There wasn’t a wheelie bin on site to bang but with young Dover fans next to us there was a great atmosphere trading songs and insults and joining in when we questioned what Deano was doing with the big flag and our ‘we want a beer on the terrace’ plea. Mind you, they did miss an opportunity to counter our ‘biggest Trading Estate in Europe’ song with ‘Biggest tailbacks in Europe.’ But let’s not mention the B word in these parts.

Slough seemed to be on top, it looked like Dan Roberts was pulled back for a pen, two crosses fizzed in front of the goal waiting to be bundled in, then a loose pass in midfield led to a Dover goal. The second half we never really seemed to be in the races with Slough fans stuck behind the far end like Billy-no-bins.
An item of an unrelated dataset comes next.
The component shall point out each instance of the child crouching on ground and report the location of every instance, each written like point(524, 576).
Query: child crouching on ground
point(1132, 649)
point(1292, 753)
Dover scored twice to send us home pointless.

Football is all about ‘What Ifs.’ What if Ben Harris had been on the pitch, would he have bundled in those chances? What if we had got a penalty? Or had more money in the bank? Or I knew how to read a train timetable. 

At the end of the game, joint-manager Jon Underwood tweeted about this: "Fine margins is a phrase used by managers up and down the country for a reason. Every win we've had this season has been a result of Fine Margins and yesterday despite the scoreline it was the same in defeat. Our fans brilliant as always. Thank you."

We all scuttled off, a quick half back in the Dover Priory, then the coast train back to Brighton, already planning my next Rebel adventure. Because this is what amber and blue football dreams are made of.